La SEPI (Sociedad Estatal de Participaciones Industriales) es un banco público que rescata empresas grandes en problemas. En 2021, Tubos Reunidos (una fábrica de tuberías vasca) estaba quebrada y pidió ayuda. Investigadores de la Guardia Civil creen que una red de personas presuntamente corrupta —liderada por Vicente Fernández (expresidente de la SEPI), Leire Díez (exmilitante del PSOE), y el empresario Antxon Alonso— logró manipular el proceso para que la empresa recibiera el dinero. A cambio, cobraron comisiones. Lo importante ahora es que la Guardia Civil ha sacado a la luz que el PNV (el partido nacionalista vasco que es socio de Gobierno) también habría participado en gestiones para presionar. Esto complica mucho la situación política porque el PNV es clave para que el Gobierno de Sánchez sobreviva en el Parlamento.
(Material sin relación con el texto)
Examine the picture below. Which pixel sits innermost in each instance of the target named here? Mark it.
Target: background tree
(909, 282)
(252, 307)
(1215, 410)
Lo que afecta a la gente de verdad es que si la red es culpable, 112 millones de dinero público se fueron hacia gestiones ilegales. Eso significa que otros en paro, pequeños empresarios sin ayudas, o trabajadores precarios no tuvieron acceso a esos recursos. Además, si el PNV participó, la estabilidad política ahora es frágil porque el Gobierno necesita sus votos para aprobar leyes. El caso sigue en tribunales y hay que esperar a los jueces, pero la incertidumbre política es real.